E meu peito, quando grita pelo teu
querendo que essas duas ondas se esbarrem
formando mar

Mar
que foi teu primeiro nome
Na nossa história
O mar
quando me lembra que existe amor
é só porque as ondas varrem a terra
e apagam qualquer rastro

Quando eu te amo
todas as vezes
que te amo
não são por amor

Não são e nem podem ser.

Se te quero,
quando quero
Não é amor.
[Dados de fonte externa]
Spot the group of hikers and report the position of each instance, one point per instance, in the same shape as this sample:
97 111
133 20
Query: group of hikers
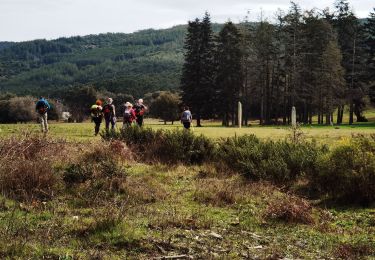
107 111
131 114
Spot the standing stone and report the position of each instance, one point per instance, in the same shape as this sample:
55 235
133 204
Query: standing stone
239 114
294 117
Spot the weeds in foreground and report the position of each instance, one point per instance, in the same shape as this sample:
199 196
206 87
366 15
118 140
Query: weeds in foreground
290 209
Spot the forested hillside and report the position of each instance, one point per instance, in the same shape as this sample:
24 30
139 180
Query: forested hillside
135 63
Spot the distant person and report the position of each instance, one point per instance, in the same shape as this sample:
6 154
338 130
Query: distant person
129 115
109 113
97 115
186 118
42 107
140 110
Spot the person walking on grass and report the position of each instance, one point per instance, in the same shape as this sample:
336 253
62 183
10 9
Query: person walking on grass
97 115
139 109
129 115
109 113
186 118
42 107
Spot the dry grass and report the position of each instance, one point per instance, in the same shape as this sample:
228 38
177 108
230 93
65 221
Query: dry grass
232 190
26 171
290 209
348 251
144 189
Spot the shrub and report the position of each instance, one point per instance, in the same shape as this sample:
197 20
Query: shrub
348 171
97 170
289 209
280 162
178 146
26 171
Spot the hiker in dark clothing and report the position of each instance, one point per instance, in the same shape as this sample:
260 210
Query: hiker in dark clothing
139 109
186 118
129 115
97 115
42 107
109 113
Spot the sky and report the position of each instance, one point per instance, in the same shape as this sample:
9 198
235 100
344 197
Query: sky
22 20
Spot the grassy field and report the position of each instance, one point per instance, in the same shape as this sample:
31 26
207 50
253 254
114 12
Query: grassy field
84 131
158 211
128 209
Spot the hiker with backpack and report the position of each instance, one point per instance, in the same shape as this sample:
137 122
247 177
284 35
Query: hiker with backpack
97 115
139 109
109 113
129 115
42 107
186 118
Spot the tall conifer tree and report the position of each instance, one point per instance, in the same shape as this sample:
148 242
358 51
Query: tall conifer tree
197 80
229 76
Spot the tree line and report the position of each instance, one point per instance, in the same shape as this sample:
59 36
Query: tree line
78 101
320 62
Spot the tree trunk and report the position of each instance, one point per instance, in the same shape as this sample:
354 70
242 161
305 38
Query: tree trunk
199 120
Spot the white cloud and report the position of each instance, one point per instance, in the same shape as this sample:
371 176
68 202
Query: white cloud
30 19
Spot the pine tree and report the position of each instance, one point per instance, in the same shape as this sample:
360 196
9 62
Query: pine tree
331 78
349 37
370 48
191 74
197 80
229 76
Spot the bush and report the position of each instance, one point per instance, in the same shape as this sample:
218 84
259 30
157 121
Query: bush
289 209
99 169
348 171
26 167
171 147
280 162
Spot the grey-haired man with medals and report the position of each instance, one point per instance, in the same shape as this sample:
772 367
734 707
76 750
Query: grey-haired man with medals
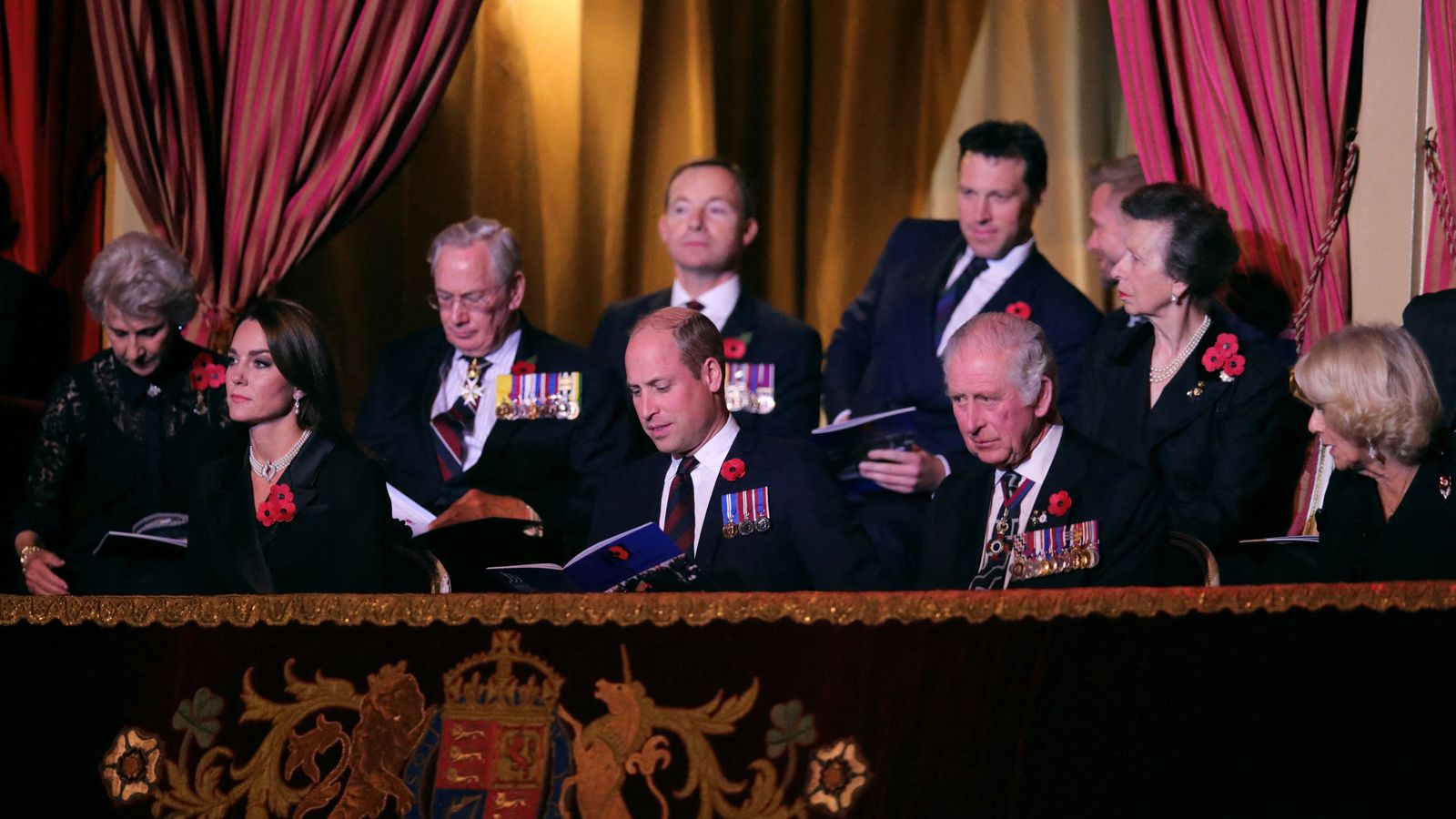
1045 508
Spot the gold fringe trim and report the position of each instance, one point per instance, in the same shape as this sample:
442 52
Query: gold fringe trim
837 608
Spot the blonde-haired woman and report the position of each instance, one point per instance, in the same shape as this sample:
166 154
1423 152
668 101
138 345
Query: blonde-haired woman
1388 513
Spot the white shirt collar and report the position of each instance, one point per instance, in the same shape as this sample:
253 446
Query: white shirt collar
718 302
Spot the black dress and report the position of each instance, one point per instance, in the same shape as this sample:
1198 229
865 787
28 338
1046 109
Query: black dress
1419 541
114 448
1227 450
337 540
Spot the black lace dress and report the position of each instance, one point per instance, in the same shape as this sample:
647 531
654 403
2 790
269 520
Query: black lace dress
114 448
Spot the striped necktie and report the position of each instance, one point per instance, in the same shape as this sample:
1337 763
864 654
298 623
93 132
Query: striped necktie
948 300
996 554
679 522
459 420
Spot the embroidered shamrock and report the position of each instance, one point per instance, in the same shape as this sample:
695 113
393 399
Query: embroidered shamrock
1223 358
733 470
1019 309
278 506
1060 503
206 375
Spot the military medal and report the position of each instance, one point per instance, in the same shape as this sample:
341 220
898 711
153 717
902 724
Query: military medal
746 511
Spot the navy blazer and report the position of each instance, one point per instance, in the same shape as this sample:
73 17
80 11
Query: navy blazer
1114 491
775 339
1228 452
339 540
807 547
883 354
555 465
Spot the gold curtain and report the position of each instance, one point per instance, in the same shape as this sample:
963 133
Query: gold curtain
565 116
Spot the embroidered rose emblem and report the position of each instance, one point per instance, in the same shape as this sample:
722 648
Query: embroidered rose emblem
1059 503
277 508
733 470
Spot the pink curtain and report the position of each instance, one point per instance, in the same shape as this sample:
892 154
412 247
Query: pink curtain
248 130
1441 26
1247 99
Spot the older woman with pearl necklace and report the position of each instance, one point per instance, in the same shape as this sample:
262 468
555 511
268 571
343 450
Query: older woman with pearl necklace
1183 392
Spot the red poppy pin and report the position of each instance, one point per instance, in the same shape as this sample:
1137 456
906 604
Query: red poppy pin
1223 358
1059 503
733 470
1019 309
278 506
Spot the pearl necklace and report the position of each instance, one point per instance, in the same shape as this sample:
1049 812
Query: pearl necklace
1157 375
267 470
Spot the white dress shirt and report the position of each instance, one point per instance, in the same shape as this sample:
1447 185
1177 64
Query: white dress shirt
1034 468
451 383
985 286
710 460
718 302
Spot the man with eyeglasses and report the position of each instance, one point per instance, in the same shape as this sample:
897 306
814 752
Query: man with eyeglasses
488 416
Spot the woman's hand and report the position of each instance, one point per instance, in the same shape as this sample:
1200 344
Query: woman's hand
38 564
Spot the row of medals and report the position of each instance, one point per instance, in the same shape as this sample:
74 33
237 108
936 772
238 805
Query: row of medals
555 405
759 401
746 528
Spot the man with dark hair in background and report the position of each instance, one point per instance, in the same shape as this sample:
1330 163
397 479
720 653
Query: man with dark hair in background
931 278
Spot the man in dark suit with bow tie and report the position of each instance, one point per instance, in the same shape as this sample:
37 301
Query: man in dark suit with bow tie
754 513
1041 506
931 278
434 419
708 220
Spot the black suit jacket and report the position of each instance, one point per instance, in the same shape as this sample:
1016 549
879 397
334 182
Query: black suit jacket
1419 542
807 547
555 465
776 339
1114 491
883 354
1227 452
339 540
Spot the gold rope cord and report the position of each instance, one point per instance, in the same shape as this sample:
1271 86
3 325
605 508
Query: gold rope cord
837 608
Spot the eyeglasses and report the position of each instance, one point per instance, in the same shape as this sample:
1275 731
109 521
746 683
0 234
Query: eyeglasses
477 302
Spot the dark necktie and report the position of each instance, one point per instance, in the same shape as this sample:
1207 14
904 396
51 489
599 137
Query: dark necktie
997 550
679 522
945 305
453 424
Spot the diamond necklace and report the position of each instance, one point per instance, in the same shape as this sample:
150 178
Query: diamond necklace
1164 373
267 470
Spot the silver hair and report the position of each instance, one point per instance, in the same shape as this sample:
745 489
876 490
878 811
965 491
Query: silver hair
1125 174
1030 354
506 254
140 276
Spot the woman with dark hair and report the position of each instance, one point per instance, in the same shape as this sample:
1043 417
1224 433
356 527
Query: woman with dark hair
305 511
1183 394
123 431
1388 511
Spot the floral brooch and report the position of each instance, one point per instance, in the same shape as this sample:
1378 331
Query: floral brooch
278 506
1223 358
733 470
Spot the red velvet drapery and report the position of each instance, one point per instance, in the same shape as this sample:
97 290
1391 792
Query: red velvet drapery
53 137
248 130
1247 99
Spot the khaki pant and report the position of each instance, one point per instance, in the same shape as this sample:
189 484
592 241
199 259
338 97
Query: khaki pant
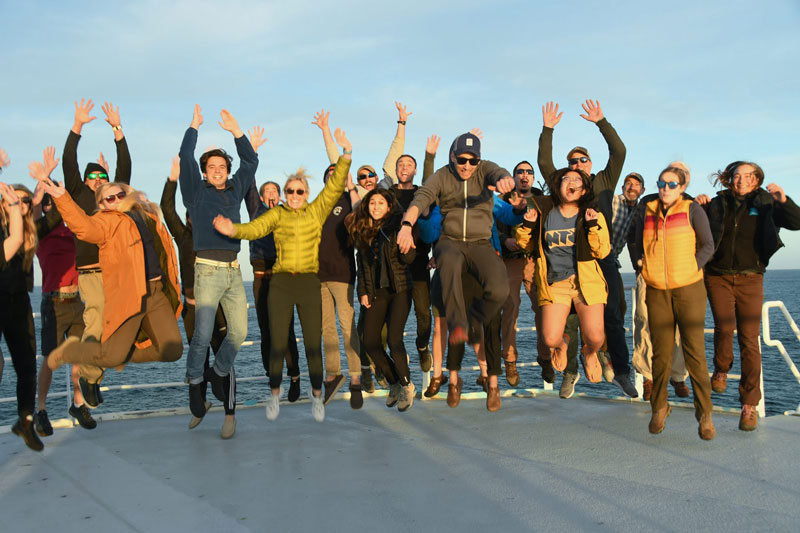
642 345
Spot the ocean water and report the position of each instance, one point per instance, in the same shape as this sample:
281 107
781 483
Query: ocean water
782 390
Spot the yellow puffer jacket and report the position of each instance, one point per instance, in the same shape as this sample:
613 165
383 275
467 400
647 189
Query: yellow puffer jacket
297 232
592 242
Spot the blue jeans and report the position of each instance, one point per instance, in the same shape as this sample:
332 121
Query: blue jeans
215 286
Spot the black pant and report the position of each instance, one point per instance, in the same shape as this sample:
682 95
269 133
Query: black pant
261 295
303 290
16 325
391 308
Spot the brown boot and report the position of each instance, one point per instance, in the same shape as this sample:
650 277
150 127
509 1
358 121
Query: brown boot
658 419
493 399
706 428
748 421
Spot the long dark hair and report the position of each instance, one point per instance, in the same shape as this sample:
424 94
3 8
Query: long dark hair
359 223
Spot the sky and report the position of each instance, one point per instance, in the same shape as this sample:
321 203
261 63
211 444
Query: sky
705 82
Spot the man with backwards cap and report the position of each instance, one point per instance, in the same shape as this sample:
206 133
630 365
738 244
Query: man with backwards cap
462 192
603 185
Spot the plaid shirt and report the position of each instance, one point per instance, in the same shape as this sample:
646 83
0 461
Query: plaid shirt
621 217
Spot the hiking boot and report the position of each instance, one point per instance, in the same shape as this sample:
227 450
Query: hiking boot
647 389
294 390
356 399
82 415
332 387
493 401
91 392
24 428
658 419
512 376
719 382
681 390
394 395
706 429
568 385
454 393
434 386
317 407
42 423
195 421
425 359
623 381
548 372
406 399
748 421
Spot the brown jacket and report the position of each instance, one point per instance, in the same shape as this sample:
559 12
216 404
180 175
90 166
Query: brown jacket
122 261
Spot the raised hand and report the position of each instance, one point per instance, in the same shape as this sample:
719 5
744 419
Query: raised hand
174 169
402 112
112 115
550 114
228 123
777 192
223 225
433 144
321 119
256 139
342 141
593 111
197 117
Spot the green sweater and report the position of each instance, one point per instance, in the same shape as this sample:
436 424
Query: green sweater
297 232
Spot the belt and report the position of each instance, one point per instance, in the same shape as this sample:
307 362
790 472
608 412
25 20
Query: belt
211 262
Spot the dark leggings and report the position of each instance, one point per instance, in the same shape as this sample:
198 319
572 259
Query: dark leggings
397 306
285 292
16 325
261 295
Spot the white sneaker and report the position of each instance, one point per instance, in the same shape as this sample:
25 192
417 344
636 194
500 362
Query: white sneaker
273 405
317 407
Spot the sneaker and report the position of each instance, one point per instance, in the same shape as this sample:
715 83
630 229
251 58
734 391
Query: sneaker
719 382
82 415
512 376
568 385
42 423
24 428
407 394
681 390
228 428
332 387
605 364
425 359
294 390
317 407
367 385
748 421
90 391
647 389
394 395
195 421
274 405
623 381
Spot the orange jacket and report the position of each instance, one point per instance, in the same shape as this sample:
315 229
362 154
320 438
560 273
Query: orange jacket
122 261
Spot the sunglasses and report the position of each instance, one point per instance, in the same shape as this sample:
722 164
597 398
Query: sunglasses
576 160
672 184
114 197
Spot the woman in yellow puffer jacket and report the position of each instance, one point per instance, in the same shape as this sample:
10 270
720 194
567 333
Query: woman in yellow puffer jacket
297 228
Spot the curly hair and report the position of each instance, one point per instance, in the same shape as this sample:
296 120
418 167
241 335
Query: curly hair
360 224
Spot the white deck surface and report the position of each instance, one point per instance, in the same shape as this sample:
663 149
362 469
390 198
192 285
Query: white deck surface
539 463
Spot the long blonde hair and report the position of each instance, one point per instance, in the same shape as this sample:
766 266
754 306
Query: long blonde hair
29 233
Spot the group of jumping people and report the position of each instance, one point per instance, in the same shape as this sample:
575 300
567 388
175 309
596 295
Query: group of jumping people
459 247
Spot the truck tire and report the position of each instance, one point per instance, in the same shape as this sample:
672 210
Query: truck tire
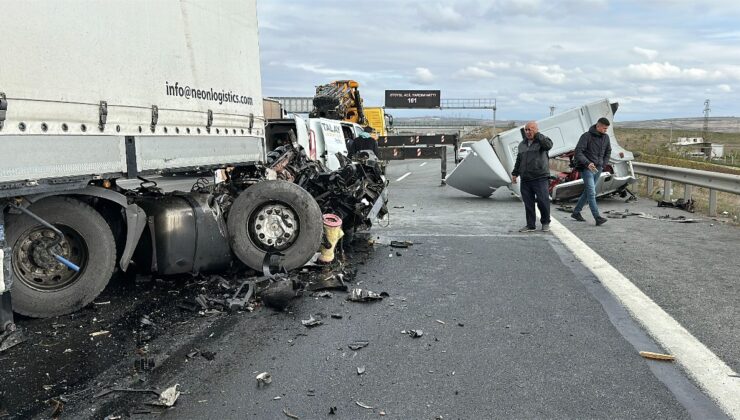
275 215
42 286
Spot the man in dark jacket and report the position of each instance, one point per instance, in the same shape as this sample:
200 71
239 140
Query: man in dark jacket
365 141
592 153
533 167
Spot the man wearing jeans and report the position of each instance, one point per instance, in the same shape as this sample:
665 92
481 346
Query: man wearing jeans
592 153
532 165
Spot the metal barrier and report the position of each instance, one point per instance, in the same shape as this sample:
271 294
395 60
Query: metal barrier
714 181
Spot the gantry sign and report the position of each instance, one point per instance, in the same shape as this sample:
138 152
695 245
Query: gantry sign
412 99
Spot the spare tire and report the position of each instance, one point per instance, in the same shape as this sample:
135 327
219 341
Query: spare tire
42 286
275 216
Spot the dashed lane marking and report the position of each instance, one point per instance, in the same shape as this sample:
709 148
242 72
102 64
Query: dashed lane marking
403 176
717 379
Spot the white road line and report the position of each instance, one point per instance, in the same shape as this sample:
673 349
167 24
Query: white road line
708 370
403 176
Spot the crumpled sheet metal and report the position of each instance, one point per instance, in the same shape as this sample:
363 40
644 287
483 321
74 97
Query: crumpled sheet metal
480 173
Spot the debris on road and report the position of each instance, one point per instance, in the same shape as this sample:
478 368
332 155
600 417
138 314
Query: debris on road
289 414
356 345
413 333
312 322
264 378
656 356
363 295
169 396
401 244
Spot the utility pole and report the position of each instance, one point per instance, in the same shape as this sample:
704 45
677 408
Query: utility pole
705 129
É precipício.
É o olhar no infinito
quando acaba o chão
e a gente se vê mundo.

terça-feira, 3 de novembro de 2015

NO DIA QUE ME DESCOBRI MULHER


Quando eu nasci
era tudo rosa
me disseram menina
e, sem querer
me deram nome que não tem sexo - tem flor


Quando eu cresci
não podia brigar
não podia subir em árvore
olha o fogãozinho!
fechas as pernas meninas
não se suja, isso é coisa de menino

Depois, aprendi a ser moça
Mulher difícil é que o homem gosta!
Aprendi a amar meu marido acima de tudo
e que quem ama, perdoa
(tudo)


Mas um dia,
por erro de cálculo
ou por falta de vigio
eu me descobri mulher.
Os dedos escorreram entre as pernas
eu descobri o prazer.
Os olhos viram nas outras, irmãs
eu descobri não estar só.
Os punhos se ergueram no ar
eu descobri como lutar.

Quando a gente descobre
qual o lugar que nos foi dado na sociedade
e que dele só servimos, algo muda.
Quando a gente descobrem que só nos calam por medo do nosso grito.
o pulmão enche de ar
Porque daqui, da minha luta
eu não estou só.
Eu estou mais forte,
eu caminho melhor.

No dia em que me descobri mulher
descobri que há um rasgo
no corpo, na alma
que me diz
em contra-grito ao resto do mundo:

floresce, menina




POESIA QUE SE COME CRUA

Eu sou poesia que se come crua!
Ora se ao passo que caminho no mundo
Me pedem cuidado
Enfeites
Mentiras

Se afastem:
que de mim nada escorre além da acidez da verdade

Se me corrigem o passo torto
e julgam errado meu caminho
Pedem menos cor
Tiram minha dor
Gritam para meu encolhimento

Fiquem logo sabendo: a minha poesia se come crua

Eu sou os versos que ganham vida nas mãos cansadas
A verdade que exala dos poros
Sou o que a gente diz quando falta palavra e só sobra o (arrrrrrrrr)

A minha poesia
não tem tempero
não é forjada no fogo
não se adapta
não foge à si

Minha verdade é para se comer crua!
Não me digam mentiras
Não esperem a obediência

Minha poesia, que nasce do céu e brota desse chão
É feita pra se comer crua - e que não venham os homens tirar minha cor
minha dor

Porque eu fui feita assim: crua, nua.